SUNDAY HOMILY

Sunday Homily Video

Fr. Tom Lucas, S.J.

January 18, 2026

Sunday Homily

Fr. Tom Lucas, S.J.

January 18, 2026

Today, my friends, we are launched back into ordinary time again. The stable and the ponsettias and the trees are gone, the sanctuary is swept, and the gold vestments put away again until easter, replaced by ordinary green. Last weekend we celebrated the baptism of the Lord, with a full account from Matthew’s gospel. 

 

As our liturgical year moves into the remembrance of the public ministry and ordinary teaching of Jesus, today we have one last meeting with the mysterious and difficult figure of John the Baptist, the last and greatest of the prophets of the Old Testament, the one sent to announce the immanent coming of the Lord Jesus. He was the last in the line of Jeremiah and Elijah, a firebreather who called the people to task and who reminded them of their infidelity to the promises of the covenant. His mission, we are told, was to preach repentance, a change of heart, a return to Godly ways. His preaching moved many, but frightened others who saw his message as disruptive, even threatening. On fire with love of God’s law and zealous for the righteousness that should accompany it, he cut a challenging figure. 

 

John had already preached this message of repentence, of change of heart, and offered baptism as a sign of acceptance to those who sought to follow the way of righteousness. Yet today’s account of John’s encounter with Jesus differs dramatically from those we hear in Matthew, Mark and Luke. Those three texts tell us that Jesus came to John, sought him out, and asked for his baptism, although he himself had no need of it. In those three texts, the epiphany, the shining forth of Jesus’s sonship and his relation to the Holy spirit came at the moment when Jesus descended into the waters of the Jordan. Here, in John’s gospel of light, we hear that just upon seeing Jesus, John perceived the spirit of God already upon him, and so proclaimed him Jesus Son of God, light from light. 

 

John was an extraordinary man, a visionary, one whose mind and heart and senses were attuned so finely that he could perceive the light of God shining in the face of Jesus, and the power of the spirit of God descending upon him.

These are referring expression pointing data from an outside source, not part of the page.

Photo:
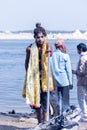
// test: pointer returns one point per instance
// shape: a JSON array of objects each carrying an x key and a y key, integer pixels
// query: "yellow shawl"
[{"x": 32, "y": 79}]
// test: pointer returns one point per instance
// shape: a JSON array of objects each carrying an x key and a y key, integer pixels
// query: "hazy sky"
[{"x": 53, "y": 14}]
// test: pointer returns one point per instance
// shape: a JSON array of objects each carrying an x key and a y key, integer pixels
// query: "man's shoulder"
[{"x": 28, "y": 48}]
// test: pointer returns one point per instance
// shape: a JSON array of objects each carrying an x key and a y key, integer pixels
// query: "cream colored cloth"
[{"x": 33, "y": 81}]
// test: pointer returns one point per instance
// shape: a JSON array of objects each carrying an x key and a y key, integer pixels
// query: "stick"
[{"x": 48, "y": 86}]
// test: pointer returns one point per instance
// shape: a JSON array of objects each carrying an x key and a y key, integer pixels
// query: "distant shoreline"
[{"x": 29, "y": 36}]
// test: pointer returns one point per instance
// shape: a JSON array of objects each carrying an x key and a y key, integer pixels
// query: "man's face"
[{"x": 40, "y": 39}]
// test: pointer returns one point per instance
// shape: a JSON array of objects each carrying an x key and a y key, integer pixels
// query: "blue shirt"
[{"x": 61, "y": 68}]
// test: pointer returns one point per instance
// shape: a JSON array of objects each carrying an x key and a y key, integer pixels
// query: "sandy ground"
[{"x": 21, "y": 122}]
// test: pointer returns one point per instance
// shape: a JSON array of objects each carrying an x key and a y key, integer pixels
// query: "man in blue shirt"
[{"x": 62, "y": 73}]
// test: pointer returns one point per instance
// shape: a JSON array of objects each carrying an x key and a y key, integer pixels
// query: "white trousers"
[{"x": 82, "y": 99}]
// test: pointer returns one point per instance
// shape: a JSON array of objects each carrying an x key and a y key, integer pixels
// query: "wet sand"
[{"x": 24, "y": 122}]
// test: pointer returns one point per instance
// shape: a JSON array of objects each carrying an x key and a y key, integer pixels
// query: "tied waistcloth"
[{"x": 32, "y": 79}]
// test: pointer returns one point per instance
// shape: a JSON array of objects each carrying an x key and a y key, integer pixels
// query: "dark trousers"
[{"x": 59, "y": 99}]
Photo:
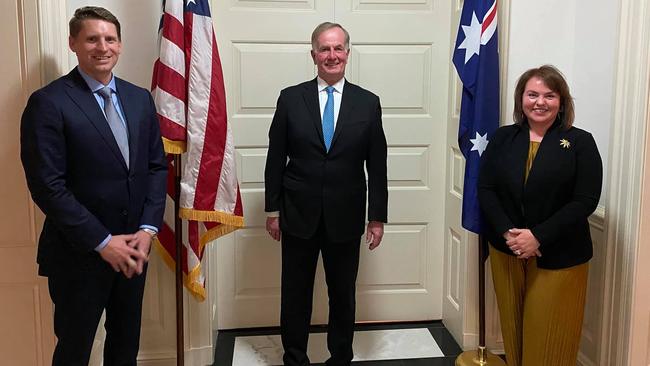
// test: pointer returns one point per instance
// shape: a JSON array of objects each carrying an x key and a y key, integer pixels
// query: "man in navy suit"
[
  {"x": 323, "y": 133},
  {"x": 97, "y": 171}
]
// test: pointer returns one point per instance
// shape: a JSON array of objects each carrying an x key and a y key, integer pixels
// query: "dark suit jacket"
[
  {"x": 78, "y": 177},
  {"x": 303, "y": 181},
  {"x": 562, "y": 190}
]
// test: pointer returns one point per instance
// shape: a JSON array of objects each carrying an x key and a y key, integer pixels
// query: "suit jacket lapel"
[
  {"x": 544, "y": 156},
  {"x": 125, "y": 95},
  {"x": 83, "y": 97},
  {"x": 310, "y": 94},
  {"x": 347, "y": 104},
  {"x": 520, "y": 155}
]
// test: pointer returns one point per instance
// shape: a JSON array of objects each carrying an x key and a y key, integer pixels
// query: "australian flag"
[{"x": 476, "y": 58}]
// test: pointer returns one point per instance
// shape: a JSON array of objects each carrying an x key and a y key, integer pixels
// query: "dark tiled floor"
[{"x": 447, "y": 344}]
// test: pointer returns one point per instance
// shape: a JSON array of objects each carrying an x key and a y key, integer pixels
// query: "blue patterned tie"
[
  {"x": 328, "y": 118},
  {"x": 115, "y": 123}
]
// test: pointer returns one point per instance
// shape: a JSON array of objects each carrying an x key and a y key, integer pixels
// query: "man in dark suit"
[
  {"x": 322, "y": 134},
  {"x": 93, "y": 158}
]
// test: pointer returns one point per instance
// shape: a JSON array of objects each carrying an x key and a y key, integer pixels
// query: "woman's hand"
[{"x": 522, "y": 242}]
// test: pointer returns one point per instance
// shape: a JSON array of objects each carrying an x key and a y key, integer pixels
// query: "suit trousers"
[
  {"x": 80, "y": 295},
  {"x": 341, "y": 264},
  {"x": 541, "y": 310}
]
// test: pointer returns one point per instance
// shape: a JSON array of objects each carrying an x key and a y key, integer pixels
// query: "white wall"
[{"x": 580, "y": 38}]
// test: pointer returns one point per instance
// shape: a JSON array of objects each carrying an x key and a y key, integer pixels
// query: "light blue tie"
[
  {"x": 115, "y": 123},
  {"x": 328, "y": 118}
]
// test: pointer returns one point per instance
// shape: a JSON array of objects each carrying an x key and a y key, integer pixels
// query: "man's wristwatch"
[{"x": 150, "y": 232}]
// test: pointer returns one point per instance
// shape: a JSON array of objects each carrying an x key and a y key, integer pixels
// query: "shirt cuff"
[
  {"x": 149, "y": 227},
  {"x": 104, "y": 243}
]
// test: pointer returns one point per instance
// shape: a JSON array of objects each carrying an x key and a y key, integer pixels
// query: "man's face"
[
  {"x": 97, "y": 47},
  {"x": 331, "y": 55}
]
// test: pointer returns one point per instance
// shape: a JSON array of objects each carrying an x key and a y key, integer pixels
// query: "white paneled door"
[{"x": 400, "y": 51}]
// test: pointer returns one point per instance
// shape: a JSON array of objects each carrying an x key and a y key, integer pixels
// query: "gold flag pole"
[
  {"x": 178, "y": 230},
  {"x": 480, "y": 356}
]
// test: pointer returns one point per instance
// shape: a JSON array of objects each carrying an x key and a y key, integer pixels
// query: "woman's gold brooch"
[{"x": 565, "y": 143}]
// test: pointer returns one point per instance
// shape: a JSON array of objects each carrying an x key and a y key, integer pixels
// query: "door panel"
[{"x": 397, "y": 48}]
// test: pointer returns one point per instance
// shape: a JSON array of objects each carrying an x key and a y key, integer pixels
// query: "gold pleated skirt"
[{"x": 541, "y": 310}]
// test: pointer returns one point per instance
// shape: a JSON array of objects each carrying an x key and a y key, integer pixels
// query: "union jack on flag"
[
  {"x": 188, "y": 90},
  {"x": 476, "y": 58}
]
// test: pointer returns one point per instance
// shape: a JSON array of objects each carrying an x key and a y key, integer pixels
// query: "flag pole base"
[{"x": 480, "y": 357}]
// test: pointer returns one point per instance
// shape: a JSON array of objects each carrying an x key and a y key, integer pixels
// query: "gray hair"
[{"x": 327, "y": 26}]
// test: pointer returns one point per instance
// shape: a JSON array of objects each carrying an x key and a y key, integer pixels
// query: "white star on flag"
[
  {"x": 479, "y": 143},
  {"x": 472, "y": 42}
]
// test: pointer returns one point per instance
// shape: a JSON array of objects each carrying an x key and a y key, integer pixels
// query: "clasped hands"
[
  {"x": 374, "y": 231},
  {"x": 522, "y": 242},
  {"x": 128, "y": 253}
]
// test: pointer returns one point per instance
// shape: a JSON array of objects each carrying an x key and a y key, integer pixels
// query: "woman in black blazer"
[{"x": 540, "y": 180}]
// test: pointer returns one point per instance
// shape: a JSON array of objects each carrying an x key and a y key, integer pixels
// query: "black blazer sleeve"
[
  {"x": 154, "y": 204},
  {"x": 377, "y": 171},
  {"x": 276, "y": 157},
  {"x": 584, "y": 198},
  {"x": 44, "y": 155},
  {"x": 489, "y": 200}
]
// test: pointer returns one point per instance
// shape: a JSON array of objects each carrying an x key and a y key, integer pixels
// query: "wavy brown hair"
[
  {"x": 555, "y": 81},
  {"x": 92, "y": 12}
]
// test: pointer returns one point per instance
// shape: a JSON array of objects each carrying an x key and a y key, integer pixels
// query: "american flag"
[
  {"x": 188, "y": 90},
  {"x": 476, "y": 58}
]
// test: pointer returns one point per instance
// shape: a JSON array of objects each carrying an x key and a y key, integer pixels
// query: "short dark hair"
[
  {"x": 92, "y": 12},
  {"x": 327, "y": 26},
  {"x": 555, "y": 81}
]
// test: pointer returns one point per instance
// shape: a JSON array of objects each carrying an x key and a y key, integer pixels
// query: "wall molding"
[
  {"x": 626, "y": 164},
  {"x": 53, "y": 34}
]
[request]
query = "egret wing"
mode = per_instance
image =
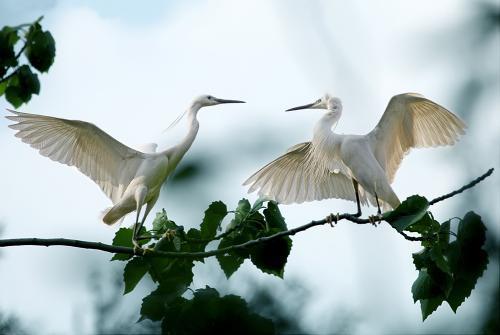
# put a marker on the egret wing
(410, 120)
(294, 178)
(109, 163)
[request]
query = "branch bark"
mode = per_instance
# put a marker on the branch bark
(199, 255)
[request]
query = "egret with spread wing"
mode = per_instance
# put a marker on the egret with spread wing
(130, 178)
(360, 168)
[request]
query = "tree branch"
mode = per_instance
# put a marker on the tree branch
(200, 255)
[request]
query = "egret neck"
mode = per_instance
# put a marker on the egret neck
(180, 149)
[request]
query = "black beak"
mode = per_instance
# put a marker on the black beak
(300, 107)
(224, 101)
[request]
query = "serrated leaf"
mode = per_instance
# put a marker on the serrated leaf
(229, 262)
(468, 260)
(439, 259)
(242, 210)
(134, 270)
(123, 237)
(273, 217)
(22, 85)
(8, 38)
(258, 204)
(174, 277)
(221, 315)
(40, 48)
(271, 257)
(214, 215)
(428, 306)
(411, 211)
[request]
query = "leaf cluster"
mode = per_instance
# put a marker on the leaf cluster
(447, 270)
(20, 81)
(173, 276)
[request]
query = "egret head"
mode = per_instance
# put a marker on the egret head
(209, 100)
(332, 104)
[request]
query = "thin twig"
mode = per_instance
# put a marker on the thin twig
(200, 255)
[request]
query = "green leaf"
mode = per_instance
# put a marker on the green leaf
(135, 269)
(174, 277)
(229, 262)
(271, 256)
(468, 260)
(273, 217)
(40, 48)
(428, 306)
(123, 237)
(161, 223)
(410, 212)
(242, 210)
(22, 85)
(8, 38)
(258, 204)
(212, 220)
(3, 86)
(221, 315)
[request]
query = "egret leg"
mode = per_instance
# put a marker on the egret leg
(140, 197)
(356, 190)
(378, 205)
(149, 207)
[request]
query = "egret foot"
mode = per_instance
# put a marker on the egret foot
(169, 234)
(375, 219)
(332, 219)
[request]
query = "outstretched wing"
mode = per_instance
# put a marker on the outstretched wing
(410, 120)
(294, 178)
(109, 163)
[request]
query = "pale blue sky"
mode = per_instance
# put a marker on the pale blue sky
(131, 67)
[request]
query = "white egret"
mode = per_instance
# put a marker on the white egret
(356, 167)
(130, 178)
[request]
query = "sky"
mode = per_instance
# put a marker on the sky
(132, 69)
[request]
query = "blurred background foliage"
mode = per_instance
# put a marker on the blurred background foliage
(474, 46)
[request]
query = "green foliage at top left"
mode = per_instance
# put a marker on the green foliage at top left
(19, 81)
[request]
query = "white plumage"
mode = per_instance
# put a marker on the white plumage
(332, 165)
(130, 178)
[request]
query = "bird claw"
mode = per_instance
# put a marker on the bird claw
(375, 219)
(332, 219)
(169, 234)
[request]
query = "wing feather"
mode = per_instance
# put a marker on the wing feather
(412, 121)
(288, 179)
(108, 162)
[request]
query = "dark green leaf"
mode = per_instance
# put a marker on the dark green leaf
(273, 217)
(22, 86)
(408, 213)
(40, 48)
(229, 262)
(161, 223)
(123, 237)
(467, 258)
(428, 306)
(135, 269)
(174, 277)
(8, 38)
(271, 256)
(221, 315)
(212, 220)
(14, 94)
(258, 204)
(242, 210)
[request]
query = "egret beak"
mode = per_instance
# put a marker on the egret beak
(301, 107)
(224, 101)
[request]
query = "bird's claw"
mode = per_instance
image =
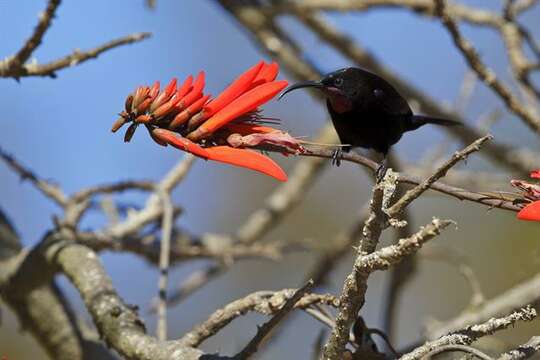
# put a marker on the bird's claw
(336, 157)
(380, 172)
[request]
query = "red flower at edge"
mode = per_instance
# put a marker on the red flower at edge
(218, 129)
(530, 197)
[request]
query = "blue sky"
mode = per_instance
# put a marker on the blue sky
(61, 128)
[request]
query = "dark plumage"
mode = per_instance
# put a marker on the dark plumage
(367, 111)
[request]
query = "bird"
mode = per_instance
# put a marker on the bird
(367, 112)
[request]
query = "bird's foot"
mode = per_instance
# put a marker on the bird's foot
(336, 157)
(381, 171)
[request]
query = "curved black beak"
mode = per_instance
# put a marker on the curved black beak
(300, 85)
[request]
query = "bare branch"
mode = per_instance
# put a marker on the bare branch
(516, 297)
(266, 328)
(460, 348)
(76, 58)
(355, 286)
(164, 259)
(424, 7)
(525, 351)
(484, 73)
(51, 191)
(45, 20)
(264, 302)
(470, 334)
(441, 171)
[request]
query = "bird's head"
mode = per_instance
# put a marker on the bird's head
(341, 88)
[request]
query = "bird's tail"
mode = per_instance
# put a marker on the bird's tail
(420, 120)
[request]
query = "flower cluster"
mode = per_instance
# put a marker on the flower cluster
(530, 197)
(220, 128)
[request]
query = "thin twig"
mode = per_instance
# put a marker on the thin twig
(264, 330)
(484, 73)
(48, 189)
(77, 57)
(470, 334)
(45, 21)
(164, 259)
(525, 351)
(441, 171)
(457, 347)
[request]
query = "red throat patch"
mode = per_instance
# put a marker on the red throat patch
(339, 102)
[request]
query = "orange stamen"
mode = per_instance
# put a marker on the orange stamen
(247, 159)
(179, 142)
(240, 85)
(185, 115)
(245, 103)
(268, 73)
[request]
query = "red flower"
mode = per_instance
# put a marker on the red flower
(218, 129)
(530, 197)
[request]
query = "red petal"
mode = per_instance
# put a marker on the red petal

John saw, and believed, and proclaimed the power of God, the spirit of God at work in an ordinary looking Galilean. And in doing so, he laid out the pattern of the life of Christian witness ever since. 

 

We may not see Jesus walking along Arden Way as John saw him on the banks of the Jordan, but we still can hear him in the Word that is announced here, and see him and taste him in the sacrament of the altar he left us, his own body and blood, for our nourishment and strength. While we may not have John’s immediate faith-filled vision, still, we believe that Jesus is the revelation of God’s love and the only true hope of the world. We believe because of the witness of all those, beginning with John, who proclaimed Jesus as Lord and who have lived out of that proclamation. We trust them because they passed along this message with love, and with the examples of lives lived in service. 

 

And perhaps most simply, we proclaim Jesus with our deeds of mercy and love which follow the pattern of his gifts to his people, the gifts of love and grace and mercy that we have received so that we can give them away. Our own baptism marked our own transformation in the Spirit of God, our entry into a life and a community of proclamation. Our communion with him in the Eucharist we celebrate here is a sharing in the gift of his body and blood, and our confirmation a ratification of our faith and hope and love for him. 

 

Today as we hear John give witness, let take the Lamb of God into our hearts anew, and rejoice that he is with us always, even unto the end of the world. Let us see, believe, and proclaim him, Son of God and Lord of All.